Peter stayed below deck.
b) one of the different levels on a ship
main/passenger/car etc deck
a staircase leading to the passenger deck
2 . ON A BUS, PLANE ETC one of the levels on a bus, plane etc
lower/upper etc deck
I managed to find a seat on the upper deck.
Eddie returned to the flight deck (=the part of an aircraft where the pilot sits) .
⇨ ↑ double-decker (1), ↑ single-decker
3 . AT THE BACK OF A HOUSE American English a wooden floor built out from the back of a house, where you can sit and relax outdoors ⇨ decking :
4 . MUSIC a piece of equipment used for playing music tapes, records etc
5 . CARDS a set of playing cards SYN pack British English :
Irene shuffled the deck.
a deck of cards
⇨ all hands on deck at ↑ hand 1 (38), ⇨ clear the decks at ↑ clear 2 (17), ⇨ hit the deck at ↑ hit 1 (17)
• • •
▪ floor one of the levels in a building:
She lives in an apartment on the eighteenth floor.
▪ storey British English , story American English used when saying how many levels a building has:
a five-storey car park
The school is a single storey building.
▪ the ground floor ( also the first floor American English ) the floor of a building that is at ground level:
There is a shop on the ground floor.
The emergency room is on the first floor.

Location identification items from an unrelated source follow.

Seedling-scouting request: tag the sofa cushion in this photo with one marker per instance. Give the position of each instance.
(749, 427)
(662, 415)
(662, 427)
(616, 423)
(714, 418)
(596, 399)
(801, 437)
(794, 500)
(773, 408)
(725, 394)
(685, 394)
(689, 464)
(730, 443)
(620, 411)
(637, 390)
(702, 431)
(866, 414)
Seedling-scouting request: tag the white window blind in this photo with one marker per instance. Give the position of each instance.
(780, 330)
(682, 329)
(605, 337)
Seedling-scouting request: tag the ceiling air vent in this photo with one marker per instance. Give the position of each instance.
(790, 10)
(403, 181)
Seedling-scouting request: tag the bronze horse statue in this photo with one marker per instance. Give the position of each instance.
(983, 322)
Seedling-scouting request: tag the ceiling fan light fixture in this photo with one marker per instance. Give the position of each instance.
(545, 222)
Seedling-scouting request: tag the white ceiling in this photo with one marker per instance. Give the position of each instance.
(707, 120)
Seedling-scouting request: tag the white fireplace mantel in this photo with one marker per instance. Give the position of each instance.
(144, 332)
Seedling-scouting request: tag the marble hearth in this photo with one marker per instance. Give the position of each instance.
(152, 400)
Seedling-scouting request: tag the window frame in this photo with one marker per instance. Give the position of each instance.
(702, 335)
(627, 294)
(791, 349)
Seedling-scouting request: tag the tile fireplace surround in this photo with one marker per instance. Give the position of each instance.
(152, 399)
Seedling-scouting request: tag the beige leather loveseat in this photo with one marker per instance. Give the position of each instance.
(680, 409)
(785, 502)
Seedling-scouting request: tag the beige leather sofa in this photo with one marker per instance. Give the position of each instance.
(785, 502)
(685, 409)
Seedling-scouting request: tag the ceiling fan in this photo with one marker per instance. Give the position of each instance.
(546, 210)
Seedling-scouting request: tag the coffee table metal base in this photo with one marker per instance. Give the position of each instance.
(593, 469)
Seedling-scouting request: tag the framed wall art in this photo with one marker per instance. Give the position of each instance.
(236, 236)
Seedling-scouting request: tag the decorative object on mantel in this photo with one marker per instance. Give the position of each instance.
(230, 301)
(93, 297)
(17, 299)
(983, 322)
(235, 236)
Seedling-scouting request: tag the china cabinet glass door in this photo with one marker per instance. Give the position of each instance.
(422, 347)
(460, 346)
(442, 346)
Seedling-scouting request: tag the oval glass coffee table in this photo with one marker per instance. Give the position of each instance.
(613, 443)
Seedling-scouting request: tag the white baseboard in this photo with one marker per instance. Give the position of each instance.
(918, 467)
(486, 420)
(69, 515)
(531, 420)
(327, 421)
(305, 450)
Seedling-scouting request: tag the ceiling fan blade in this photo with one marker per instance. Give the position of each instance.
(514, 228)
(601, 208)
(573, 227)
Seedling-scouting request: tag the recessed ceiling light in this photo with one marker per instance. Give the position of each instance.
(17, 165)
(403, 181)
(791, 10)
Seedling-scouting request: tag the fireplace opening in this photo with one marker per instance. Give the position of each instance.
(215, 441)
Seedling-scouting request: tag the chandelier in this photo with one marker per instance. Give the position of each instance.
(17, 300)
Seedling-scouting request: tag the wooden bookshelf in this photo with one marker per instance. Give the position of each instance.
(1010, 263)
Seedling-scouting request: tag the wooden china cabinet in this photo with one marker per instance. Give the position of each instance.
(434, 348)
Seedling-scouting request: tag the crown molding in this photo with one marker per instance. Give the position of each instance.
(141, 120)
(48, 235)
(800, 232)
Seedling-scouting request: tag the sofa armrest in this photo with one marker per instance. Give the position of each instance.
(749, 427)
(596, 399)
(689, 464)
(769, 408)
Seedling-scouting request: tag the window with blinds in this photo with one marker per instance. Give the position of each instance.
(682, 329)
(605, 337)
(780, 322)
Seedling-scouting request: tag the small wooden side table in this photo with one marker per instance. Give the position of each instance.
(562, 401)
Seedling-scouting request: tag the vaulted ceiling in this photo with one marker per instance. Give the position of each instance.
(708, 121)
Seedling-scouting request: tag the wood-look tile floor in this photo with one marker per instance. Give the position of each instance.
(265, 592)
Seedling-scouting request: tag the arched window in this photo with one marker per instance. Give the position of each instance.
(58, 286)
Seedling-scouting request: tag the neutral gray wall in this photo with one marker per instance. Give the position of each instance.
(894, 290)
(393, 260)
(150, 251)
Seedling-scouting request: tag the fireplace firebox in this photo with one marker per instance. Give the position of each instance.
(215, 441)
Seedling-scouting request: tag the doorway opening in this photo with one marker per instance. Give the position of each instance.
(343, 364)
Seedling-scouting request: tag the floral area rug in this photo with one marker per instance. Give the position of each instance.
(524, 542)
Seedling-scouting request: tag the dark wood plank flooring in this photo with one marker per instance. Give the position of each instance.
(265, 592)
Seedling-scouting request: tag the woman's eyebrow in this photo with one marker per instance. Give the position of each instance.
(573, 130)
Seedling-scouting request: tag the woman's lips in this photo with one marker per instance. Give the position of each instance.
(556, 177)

▪ the first floor British English , the second floor American English the floor of a building above the one at ground level:
She lives on the first floor.
▪ deck one of the levels on a ship, bus, or plane:
The Horizon Lounge is on the top deck of the ship.
II. deck 2 BrE AmE verb [transitive]
[ Sense 1: Date: 1500-1600 ; Language: Dutch ; Origin: dekken 'to cover' ]
[ Sense 2: Date: 1900-2000 ; Origin: ⇨ ↑ deck 1 ]
1 . ( also deck something out ) [usually passive] to decorate something with flowers, flags etc
deck something (out) with something
The street was decked with flags for the royal wedding.
2 . informal to hit someone so hard that they fall over:
Gerry just swung round and decked him.